Jilly berjalan cepat memasuki lift yang pintunya baru saja terbuka seraya menatap panik ke arah arlojinya. Meski dia tahu bahwa Hans selalu bertoleransi jika ada karyawan yang telat kurang dari lima belas menit, tetap saja rasanya tidak nyaman. Apalagi Jilly bukan orang yang sering terlambat. Dia mungkin bukan karyawati teladan, tapi Jilly berusaha bekerja semaksimal mungkin.

Di dalam lift hanya ada dua pegawai lain yang berkantor di lantai lima. Jilly mengangguk sopan sambil menekan angka dua. Lift seolah merayap turun dalam kecepatan slow motion. Begitu tiba di tempat tujuan, Jilly nyaris berlari keluar. Dia menuju Departemen Administrasi dan Keuangan, tempatnya bekerja. Ada lorong panjang yang memisahkan departemen itu dengan divisi keuangan dan akuntansi.

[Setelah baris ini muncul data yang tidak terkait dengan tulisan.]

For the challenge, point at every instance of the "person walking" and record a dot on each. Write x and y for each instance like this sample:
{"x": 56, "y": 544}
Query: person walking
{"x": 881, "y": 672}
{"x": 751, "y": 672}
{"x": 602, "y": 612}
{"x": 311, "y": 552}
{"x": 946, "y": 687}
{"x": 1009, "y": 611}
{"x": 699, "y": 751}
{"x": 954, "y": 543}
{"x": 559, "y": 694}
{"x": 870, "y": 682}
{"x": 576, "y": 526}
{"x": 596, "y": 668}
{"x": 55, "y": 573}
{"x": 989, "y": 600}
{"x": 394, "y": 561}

"Tumben kamu istirahat sampai sesiang ini." Seseorang menegurnya. Sebelum membalikkan tubuh pun Jilly tahu jika yang barusan bersuara adalah Hans, atasannya. Lelaki itu tersenyum tipis saat berhadapan dengan Jilly.

"Iya, Pak. Barusan saya keasyikan makan sampai lupa waktu." Jilly berdusta dengan perasaan bersalah yang membuatnya terbatuk. Dia agak terengah karena berjalan cepat usai meninggalkan lift. "Maaf, ya, Pak. Alasan saya memang nggak profesional banget."

Hans tersenyum miring, terlihat geli dengan kata-kata bawahannya. "Saya benar-benar iri dengan kamu, Jill. Hari ini saya cuma makan mi godog yang sama sekali nggak enak. Terlalu asin, mana rasanya nggak keruan. Saya kenyang karena banyak minum air."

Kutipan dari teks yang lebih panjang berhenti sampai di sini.